De Secrétaire administrative au journal Kabako au poste de Chef de projet « L’éducation nous concerne aussi » avec les personnes en situation de handicap du quartier para djikoroni, Mme Babintou Singaré, s’est fait a marquée par le sérieux de son travail. Elle a évolué aussi dans plusieurs structures étatiques. Découvrez cette femme battante qui continue d’inspirer la jeune génération.
Née en juillet 1978 à Nafadji, en commune I du District de Bamako. Mme Babintou Singaré, est une enseignante généraliste diplômée de l’institut de formation des maîtres (IFM) depuis 2016. Auparavant, elle a eu un brevet de technicien, deuxième partie (BT) à l’école centrale pour l’industrie, le commerce et l’administration (ECICA) de Bamako en 1998-1999.
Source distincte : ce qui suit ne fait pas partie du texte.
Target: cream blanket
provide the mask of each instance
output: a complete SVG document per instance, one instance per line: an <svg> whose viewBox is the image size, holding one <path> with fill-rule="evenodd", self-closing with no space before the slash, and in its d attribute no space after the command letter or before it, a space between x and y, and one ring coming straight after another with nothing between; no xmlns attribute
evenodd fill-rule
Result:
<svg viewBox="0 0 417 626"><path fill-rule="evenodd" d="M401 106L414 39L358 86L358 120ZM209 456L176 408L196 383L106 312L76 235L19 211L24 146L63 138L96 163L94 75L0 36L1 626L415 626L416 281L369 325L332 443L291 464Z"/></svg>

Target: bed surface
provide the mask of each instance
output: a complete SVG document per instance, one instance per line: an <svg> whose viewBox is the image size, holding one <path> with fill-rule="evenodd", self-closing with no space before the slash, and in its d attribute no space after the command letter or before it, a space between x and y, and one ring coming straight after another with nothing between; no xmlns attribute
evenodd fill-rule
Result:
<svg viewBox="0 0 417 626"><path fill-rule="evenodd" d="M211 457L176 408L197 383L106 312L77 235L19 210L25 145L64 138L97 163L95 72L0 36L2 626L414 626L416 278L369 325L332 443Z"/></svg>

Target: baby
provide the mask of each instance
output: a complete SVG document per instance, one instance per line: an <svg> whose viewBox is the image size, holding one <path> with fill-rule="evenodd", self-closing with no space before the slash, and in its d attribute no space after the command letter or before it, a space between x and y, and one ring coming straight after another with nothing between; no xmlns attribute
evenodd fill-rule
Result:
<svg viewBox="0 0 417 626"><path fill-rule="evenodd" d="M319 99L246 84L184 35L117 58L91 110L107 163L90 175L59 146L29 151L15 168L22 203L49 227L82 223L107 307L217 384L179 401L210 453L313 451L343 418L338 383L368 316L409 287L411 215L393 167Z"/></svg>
« Petit à petit l’oiseau fait son nid ». Ce dicton sied bien à Mme Singaré car, de par ses capacités, elle s’est imposée très vite dans son domaine professionnel et forge l’admiration. De novembre 2024, à octobre 2025, Mme Singaré a été cheffe du projet dénommé : « L’éducation nous concerne aussi ». Dans ce projet, elle avait pour mission : d’identifier les parties prenantes ; de rédiger les termes de références, d’établir le calendrier des activités et définir les indications de suivi et veiller au respect des règles des bailleurs de fonds. Et dans cette dynamique, la confiance lui a été renouvelée par la hiérarchie. Juillet 2023 à juin 2024, elle assura la gestion du même projet comme cheffe et avec les mêmes missions.
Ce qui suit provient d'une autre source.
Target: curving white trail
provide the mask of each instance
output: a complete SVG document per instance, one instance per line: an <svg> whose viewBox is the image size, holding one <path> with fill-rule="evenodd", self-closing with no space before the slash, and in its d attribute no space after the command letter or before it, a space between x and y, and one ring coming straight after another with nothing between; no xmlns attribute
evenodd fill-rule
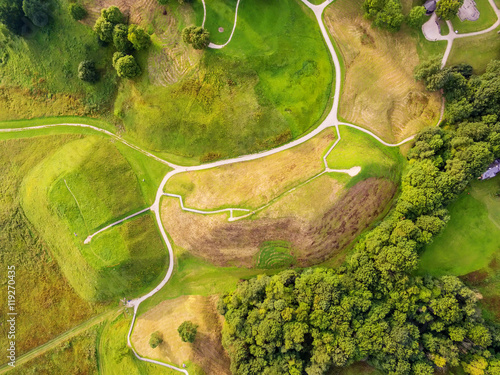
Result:
<svg viewBox="0 0 500 375"><path fill-rule="evenodd" d="M213 48L213 49L221 49L221 48L224 48L225 46L227 46L229 44L229 42L231 41L231 39L233 39L233 34L234 34L234 30L236 30L236 22L238 21L238 8L240 6L240 1L241 0L238 0L238 2L236 3L236 10L234 12L234 24L233 24L233 30L231 31L231 35L229 36L229 39L227 40L226 43L224 44L215 44L215 43L210 43L208 45L208 48ZM203 3L203 24L201 27L204 27L205 26L205 19L207 17L207 8L205 6L205 0L201 0L201 2Z"/></svg>
<svg viewBox="0 0 500 375"><path fill-rule="evenodd" d="M334 170L334 169L330 169L330 168L328 168L328 165L326 163L326 157L328 156L328 154L333 150L333 148L340 141L340 132L339 132L339 126L340 125L342 125L342 126L349 126L349 127L358 129L360 131L363 131L364 133L369 134L370 136L372 136L373 138L375 138L377 141L379 141L383 145L389 146L389 147L400 146L400 145L402 145L402 144L404 144L406 142L411 141L414 138L414 136L411 136L411 137L408 137L405 140L403 140L403 141L401 141L401 142L399 142L397 144L390 144L390 143L387 143L387 142L383 141L377 135L375 135L374 133L370 132L369 130L366 130L364 128L361 128L361 127L353 125L353 124L349 124L349 123L345 123L345 122L339 122L337 114L338 114L339 100L340 100L340 89L341 89L341 82L340 81L341 81L341 77L342 77L342 75L341 75L341 69L340 69L340 61L339 61L339 59L337 57L337 54L335 53L335 49L334 49L333 44L332 44L332 42L330 40L329 34L328 34L328 32L326 30L326 27L325 27L325 25L323 24L323 21L322 21L322 14L323 14L324 9L333 0L327 0L327 1L325 1L324 3L322 3L320 5L311 4L307 0L301 0L301 1L309 9L311 9L314 12L314 15L316 16L316 20L317 20L317 22L319 24L319 27L320 27L320 30L321 30L321 34L322 34L323 39L325 41L325 44L326 44L326 46L328 48L328 51L330 52L330 55L332 57L333 65L334 65L334 68L335 68L335 91L334 91L334 96L333 96L332 108L331 108L330 112L328 113L328 115L326 116L326 118L324 119L324 121L316 129L314 129L310 133L304 135L303 137L301 137L299 139L296 139L295 141L287 143L287 144L285 144L285 145L283 145L281 147L278 147L278 148L275 148L275 149L272 149L272 150L268 150L268 151L259 152L259 153L256 153L256 154L240 156L240 157L233 158L233 159L220 160L220 161L216 161L216 162L213 162L213 163L210 163L210 164L203 164L203 165L189 166L188 167L188 166L179 166L179 165L176 165L174 163L170 163L170 162L168 162L168 161L166 161L164 159L161 159L161 158L157 157L156 155L153 155L153 154L151 154L151 153L149 153L149 152L147 152L145 150L142 150L141 148L139 148L139 147L137 147L137 146L135 146L135 145L133 145L133 144L125 141L123 138L117 136L116 134L113 134L113 133L111 133L111 132L109 132L107 130L100 129L100 128L92 126L92 125L63 123L63 124L51 124L51 125L32 126L32 127L27 127L27 128L0 129L0 132L18 132L18 131L27 131L27 130L51 128L51 127L56 127L56 126L75 126L75 127L82 127L82 128L91 128L91 129L96 130L98 132L107 134L110 137L112 137L112 138L114 138L114 139L116 139L116 140L124 143L125 145L127 145L127 146L129 146L129 147L131 147L131 148L133 148L133 149L135 149L135 150L137 150L137 151L139 151L139 152L141 152L141 153L143 153L143 154L145 154L145 155L147 155L147 156L149 156L149 157L151 157L151 158L153 158L153 159L155 159L155 160L157 160L157 161L159 161L159 162L161 162L161 163L163 163L165 165L168 165L171 168L173 168L173 170L170 171L170 172L168 172L165 175L165 177L163 178L160 186L158 187L155 201L154 201L153 205L149 208L154 213L154 215L155 215L155 219L156 219L156 222L157 222L157 225L158 225L158 229L159 229L160 234L161 234L161 236L163 238L163 241L165 242L165 244L167 246L167 249L168 249L169 266L168 266L168 269L167 269L167 273L165 274L165 277L163 278L163 280L152 291L150 291L149 293L145 294L142 297L133 299L133 300L131 300L131 301L128 302L128 306L129 307L133 307L133 309L134 309L134 315L133 315L132 323L130 325L130 329L129 329L129 332L128 332L128 335L127 335L127 343L128 343L128 346L134 352L134 355L136 356L136 358L138 358L141 361L146 361L146 362L158 364L158 365L161 365L161 366L164 366L164 367L168 367L168 368L170 368L172 370L182 372L182 373L184 373L186 375L189 375L188 372L186 370L184 370L184 369L181 369L181 368L178 368L178 367L175 367L175 366L172 366L172 365L160 362L160 361L156 361L156 360L152 360L152 359L149 359L149 358L141 357L135 351L135 349L134 349L134 347L133 347L133 345L131 343L131 340L130 340L130 337L132 335L132 331L133 331L133 328L134 328L134 325L135 325L135 320L137 318L137 311L138 311L139 305L143 301L145 301L146 299L148 299L148 298L152 297L153 295L155 295L160 289L162 289L165 286L165 284L167 284L167 282L170 280L170 278L172 276L173 269L174 269L174 252L173 252L173 247L172 247L172 244L170 243L170 240L169 240L168 235L167 235L167 233L165 231L165 228L163 227L163 224L162 224L162 221L161 221L161 213L160 213L161 199L162 199L162 197L164 195L166 195L164 193L164 188L165 188L165 185L167 184L167 182L168 182L168 180L170 178L172 178L173 176L175 176L178 173L206 170L206 169L220 167L220 166L223 166L223 165L234 164L234 163L241 163L241 162L250 161L250 160L256 160L256 159L260 159L260 158L263 158L263 157L266 157L266 156L269 156L269 155L273 155L273 154L276 154L278 152L281 152L281 151L284 151L284 150L288 150L288 149L290 149L292 147L298 146L298 145L300 145L300 144L308 141L309 139L313 138L314 136L316 136L317 134L319 134L320 132L322 132L323 130L325 130L325 129L329 128L329 127L335 127L336 128L336 131L337 131L337 134L338 134L338 139L335 141L335 143L333 144L333 146L328 150L327 154L324 156L325 171L322 172L322 173L326 173L326 172L343 172L343 173L349 173L351 175L355 175L355 174L359 173L359 170L357 169L359 167L351 168L351 170L348 170L346 172L346 170ZM203 2L203 4L204 4L204 2ZM239 5L239 0L238 0L238 5ZM235 23L234 23L234 27L233 27L233 33L234 33L234 28L236 27L238 5L237 5L237 8L236 8L236 15L235 15ZM205 23L205 18L206 18L206 8L205 8L205 4L204 4L204 20L203 20L203 24ZM233 33L231 33L231 37L232 37ZM230 40L231 40L231 38L229 39L229 41ZM227 43L229 43L229 41ZM224 45L227 45L227 43L224 44ZM220 47L220 48L222 48L222 47Z"/></svg>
En avril 2002 à juin 2004 elle a travaillé au journal Kabako et en 2007, la voilà secrétaire et aide-comptable de l’ONG Delta à Mopti. Quelques années plus tard, Mme Singaré occupa le poste de secrétaire à l’ONG Mali Equipement hydraulique (M.E.H) en juin 2006. Dans cette fonction, elle était chargée d’assurer le secrétariat général.
Mme Babintou, entre octobre à décembre 1999, a suvi un stage de perfectionnent en informatique à WACOM informatique : WordPerfect, Excel, WinWord et PJMR. De décembre 1999, jusqu’au mois de février, elle observa un stage au cabinet d’étude, de formation et de recherche (CEFOR). Enfin, Babintou Singaré a participé à un séminaire tenu du 8 au 12 mai 2000, au grand Hôtel d Bamako sur la déontologie, l’éthique et la législation de la presse en Afrique. Ainsi, elle demeure un fervent défenseur des droits de la femme, elle pense que pour lutter contre l’excision, il faut sensibiliser les agents de santé, et les exciseuses, en s’appuyant sur les conséquences de la pratique. La sensibilisation des agents de terrain est un atout très important pour lutter contre l’excision. Et surtout encourage les autorités â s’impliquer, afin de freiner la pratique.
Mme Singaré fut aussi, directrice de l’école Seydou Traoré de Nafadji. Et aujourd’hui elle est la secrétaire administrative de ladite école.